Table 2 provides a demographic and socio-economic description of the sample. The age distributions of household heads were similar for mining and non-mining villages in both locations (statistically insignificant). The highest average age was 46.22 years from the Porgera mining region while the oldest household member interviewed was from the Ok Tedi mining region (83 years old). As in many parts of PNG, the household heads in both locations were mostly males. In the sample, there was a slightly higher proportion of female household heads in Porgera, but this difference was not statistically significant.

Table.2.

Demographic and socio-economic data of the sample villages

Item Ok Tedi mining Ok Tedi non-mining Porgera mining Porgera non-mining
Demographic information (mean)
  Age 43.68 43.83 46.22 42.13
  Gender (M = 0, F = 1) 0.16 0.10 0.28 0.26
Employment (frequency)
  Unemployed 53 78 59 80
  Employed 100 71 97 71
  0 = no grade completed 36 55 35 90
Education (frequency)
  1–12 = school years 36 74 50 44
  13 = trade certificate 48 8 50 2
  14 = other certificate 20 5 14 10
  15 = diploma 12 6 4 2
  16 = degree 1 1 3 3
  17 = postgraduate 0 0 0 0
Productive adults per household (frequency)
  1 10 10 7 10
  2 66 86 96 69
  3 31 26 37 36
  4 30 21 11 18
  5 3 2 2 6
  6 7 0 2 4
  7 2 1 0 3
  8 3 1 1 3
  9 0 1 0 2
Food security & quality (mean)
  Food eaten in the last 30 days (1 = often not enough, 4 = enough and the kind we prefer) 3.20 2.12 2.85 1.67
  3 square meals last 12 months (1 = never, 5 = always) 4.09 2.74 3.64 1.69
Income satisfaction (1 = insufficient to 4 = more than enough)
  Income satisfaction (mean) 1.66 2.60 1.11 2.64
Life satisfaction: rich–poor ladder (frequency)
  Step 1 0 5 4 67
  Step 2 2 38 17 62
  Step 3 4 65 28 19
  Step 4 20 27 22 1
  Step 5 83 7 68 2
  Step 6 23 5 15 0
  Step 7 9 2 2 0
  Step 8 9 0 0 0
  Step 9 3 0 0 0

Mining operations usually provide education for children of the mining villages, and this is reflected in both Ok Tedi and Porgera where over 76% of children in the mining households have attended school and many have progressed further onto colleges and have attained qualifications that have enabled them to work in the mining and other modern sectors. On the other hand, Ok Tedi non-mining households indicated that almost 37% have never been to school, while in Porgera, the figure was over 60%. The differences in education participation between the mining and non-mining households were statistically significant (for Ok Tedi, p < 0.006, and for Porgera, p < 0.001), as was the difference between the non-mining households of Ok Tedi and Porgera (p < 0.02).

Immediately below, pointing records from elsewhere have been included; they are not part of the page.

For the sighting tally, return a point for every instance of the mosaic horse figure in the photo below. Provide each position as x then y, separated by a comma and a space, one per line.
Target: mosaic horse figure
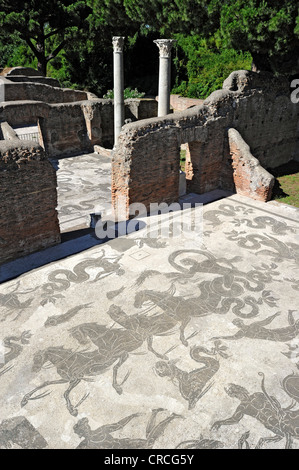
101, 438
75, 366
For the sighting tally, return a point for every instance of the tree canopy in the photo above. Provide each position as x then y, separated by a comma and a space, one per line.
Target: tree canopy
44, 26
214, 37
269, 30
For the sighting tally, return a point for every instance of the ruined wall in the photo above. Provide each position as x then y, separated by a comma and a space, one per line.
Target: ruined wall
256, 105
32, 91
250, 178
72, 128
28, 200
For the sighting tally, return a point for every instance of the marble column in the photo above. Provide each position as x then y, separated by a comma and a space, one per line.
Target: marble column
118, 76
165, 46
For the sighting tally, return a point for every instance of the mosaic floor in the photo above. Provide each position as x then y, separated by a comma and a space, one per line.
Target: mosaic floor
159, 343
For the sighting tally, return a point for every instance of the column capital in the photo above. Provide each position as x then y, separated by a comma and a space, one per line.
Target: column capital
118, 43
165, 46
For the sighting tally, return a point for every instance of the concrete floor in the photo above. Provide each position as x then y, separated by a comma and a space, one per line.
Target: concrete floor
151, 342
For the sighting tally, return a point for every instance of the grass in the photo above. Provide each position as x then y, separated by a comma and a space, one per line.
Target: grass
286, 188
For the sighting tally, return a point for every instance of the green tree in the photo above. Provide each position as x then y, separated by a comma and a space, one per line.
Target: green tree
41, 24
265, 28
269, 30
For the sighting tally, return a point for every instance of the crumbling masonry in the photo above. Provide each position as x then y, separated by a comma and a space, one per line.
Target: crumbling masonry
145, 166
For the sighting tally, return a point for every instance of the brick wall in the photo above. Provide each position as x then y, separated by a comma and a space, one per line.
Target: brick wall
256, 105
71, 128
28, 200
250, 178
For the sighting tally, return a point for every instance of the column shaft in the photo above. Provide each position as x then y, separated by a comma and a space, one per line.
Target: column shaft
165, 46
118, 76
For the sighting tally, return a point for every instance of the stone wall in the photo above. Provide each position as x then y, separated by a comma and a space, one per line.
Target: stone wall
32, 91
28, 200
250, 178
256, 105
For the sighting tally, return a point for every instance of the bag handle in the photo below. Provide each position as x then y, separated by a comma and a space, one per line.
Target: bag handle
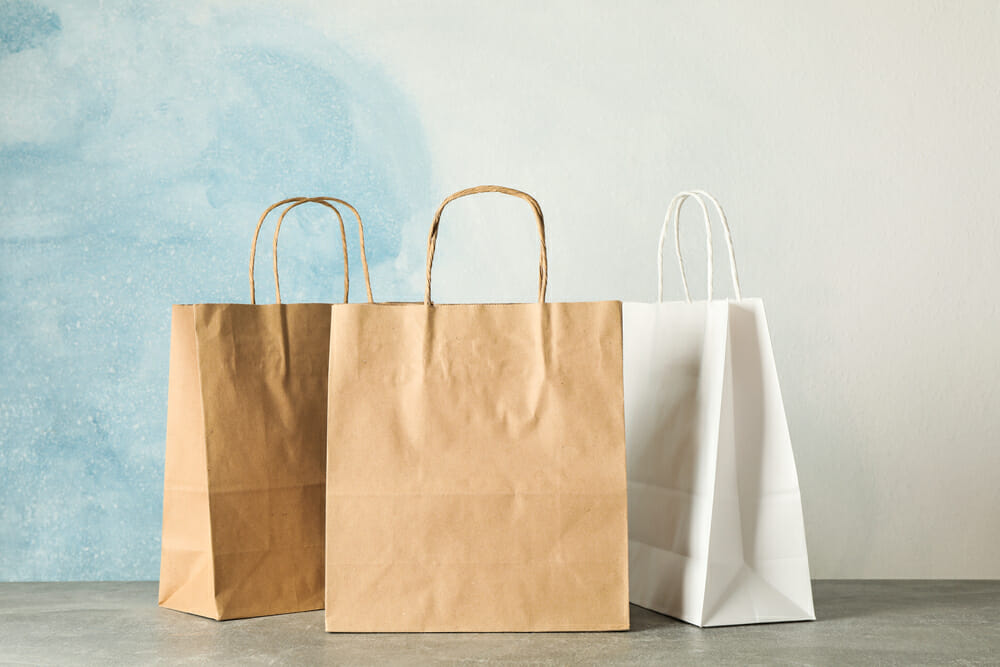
543, 264
298, 201
674, 209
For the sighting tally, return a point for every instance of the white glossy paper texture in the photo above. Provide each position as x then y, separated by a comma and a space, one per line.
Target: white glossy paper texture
716, 534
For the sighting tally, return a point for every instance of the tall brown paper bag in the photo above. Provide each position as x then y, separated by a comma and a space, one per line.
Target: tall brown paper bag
477, 480
245, 475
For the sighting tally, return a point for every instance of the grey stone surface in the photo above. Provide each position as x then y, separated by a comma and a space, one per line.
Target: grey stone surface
860, 622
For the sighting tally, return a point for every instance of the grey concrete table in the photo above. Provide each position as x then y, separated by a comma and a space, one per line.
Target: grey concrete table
860, 622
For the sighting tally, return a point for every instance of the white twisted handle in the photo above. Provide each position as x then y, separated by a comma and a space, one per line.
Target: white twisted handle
674, 209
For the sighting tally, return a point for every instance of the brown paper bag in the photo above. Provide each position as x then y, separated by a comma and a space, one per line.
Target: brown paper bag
477, 481
245, 454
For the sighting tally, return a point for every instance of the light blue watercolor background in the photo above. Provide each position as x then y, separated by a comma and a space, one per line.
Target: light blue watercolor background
138, 144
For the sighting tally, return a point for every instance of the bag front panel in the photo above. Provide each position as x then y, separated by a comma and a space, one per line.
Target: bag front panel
477, 479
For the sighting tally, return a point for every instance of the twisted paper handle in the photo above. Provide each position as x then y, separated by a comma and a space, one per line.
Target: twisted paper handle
298, 201
674, 210
543, 264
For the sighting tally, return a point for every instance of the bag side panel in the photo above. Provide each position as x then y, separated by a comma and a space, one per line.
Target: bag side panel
265, 370
186, 567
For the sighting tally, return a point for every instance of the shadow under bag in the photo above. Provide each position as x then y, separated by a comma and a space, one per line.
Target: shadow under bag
477, 482
244, 479
716, 534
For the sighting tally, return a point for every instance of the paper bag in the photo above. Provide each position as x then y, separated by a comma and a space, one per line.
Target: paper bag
477, 482
716, 535
244, 478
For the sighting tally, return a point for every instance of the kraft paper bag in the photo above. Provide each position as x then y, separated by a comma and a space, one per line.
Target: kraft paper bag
477, 482
245, 469
716, 534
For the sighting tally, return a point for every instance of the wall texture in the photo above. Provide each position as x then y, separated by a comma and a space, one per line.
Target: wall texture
854, 145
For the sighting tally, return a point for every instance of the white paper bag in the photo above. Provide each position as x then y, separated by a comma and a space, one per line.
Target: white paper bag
716, 535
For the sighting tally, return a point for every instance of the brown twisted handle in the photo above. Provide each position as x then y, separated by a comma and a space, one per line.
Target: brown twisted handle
543, 264
298, 201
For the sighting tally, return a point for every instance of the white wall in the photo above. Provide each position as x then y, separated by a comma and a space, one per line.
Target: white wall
854, 145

The modal value for the number of productive adults per household (ranging from 1 to 9) was 2 for both mining and non-mining households in both regions, and the distributions of the number of productive adults per household were similar for each region and village type. Furthermore, the survey results indicate that a majority of people in Ok Tedi and Porgera districts have reasonable size properties.

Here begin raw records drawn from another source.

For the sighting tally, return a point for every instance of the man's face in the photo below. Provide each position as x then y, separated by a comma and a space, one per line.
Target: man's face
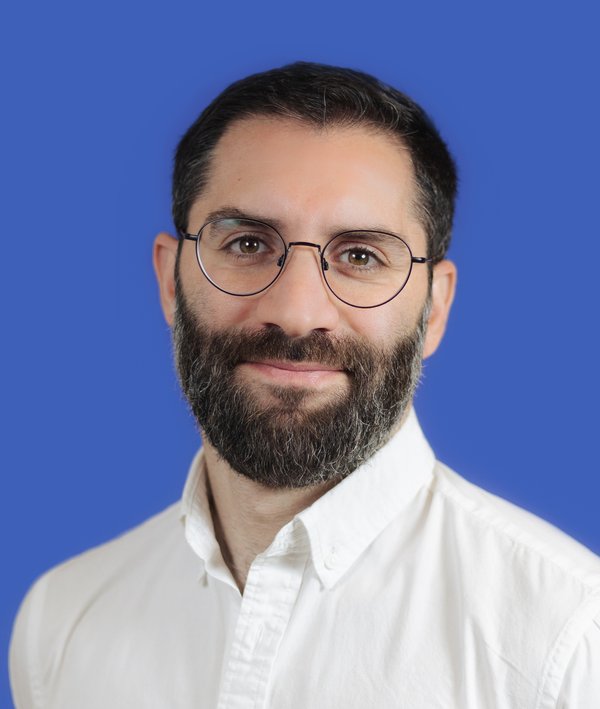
294, 360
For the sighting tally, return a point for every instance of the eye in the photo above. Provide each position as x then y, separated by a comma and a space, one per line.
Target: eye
248, 244
358, 257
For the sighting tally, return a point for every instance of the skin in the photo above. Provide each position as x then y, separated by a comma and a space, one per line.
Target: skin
314, 183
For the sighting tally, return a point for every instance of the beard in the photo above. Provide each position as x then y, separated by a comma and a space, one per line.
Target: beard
288, 444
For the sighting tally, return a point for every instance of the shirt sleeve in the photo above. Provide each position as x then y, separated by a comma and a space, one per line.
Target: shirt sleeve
581, 686
25, 687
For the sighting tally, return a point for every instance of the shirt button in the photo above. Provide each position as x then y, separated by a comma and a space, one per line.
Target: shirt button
331, 559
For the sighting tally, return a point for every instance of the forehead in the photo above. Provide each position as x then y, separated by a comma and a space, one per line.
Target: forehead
349, 177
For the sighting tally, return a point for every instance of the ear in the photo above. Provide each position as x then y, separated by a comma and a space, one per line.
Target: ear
164, 257
442, 295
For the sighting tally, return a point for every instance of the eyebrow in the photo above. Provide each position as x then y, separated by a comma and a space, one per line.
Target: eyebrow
230, 212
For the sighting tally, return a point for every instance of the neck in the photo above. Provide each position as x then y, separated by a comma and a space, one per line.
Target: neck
248, 515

In both Ok Tedi and Porgera, the mining household members had their food secured (as measured by enough food of the type they prefer) and the quality of their food was maintained (as measured by number of 3 square meals over the last year). However, for non-mining communities in both Ok Tedi and Porgera, there was lower food security and at times the quality of their food was not maintained. There were significant differences between mining and non-mining households for both regions in food eaten over the last 30 days (for Ok Tedi, p < 0.01, and for Porgera, p < 0.05).

Because of the various issues discussed earlier related to using income as a measure of poverty, the rich–poor ladder was used. Using the data shown in Table 2, a chi-square test confirmed a higher position on the rich–poor ladder for Ok Tedi mining households than Ok Tedi non-mining households (p < 0.001). There was a similar significant difference between mining and non-mining households for Porgera (p < 0.01). In contrast, the distribution on the rich–poor ladder for mining households was similar in the two regions, and also for non-mining households in the two regions.

In addition to the rich–poor ladder, we also used an income satisfaction variable. The survey elicited how satisfied respondents were with their income. With respect to income satisfaction, as shown in Table 2, there was generally lower income satisfaction in mining households than in non-mining households. This may be related to the high cost of participating in the money economy of the mining villages.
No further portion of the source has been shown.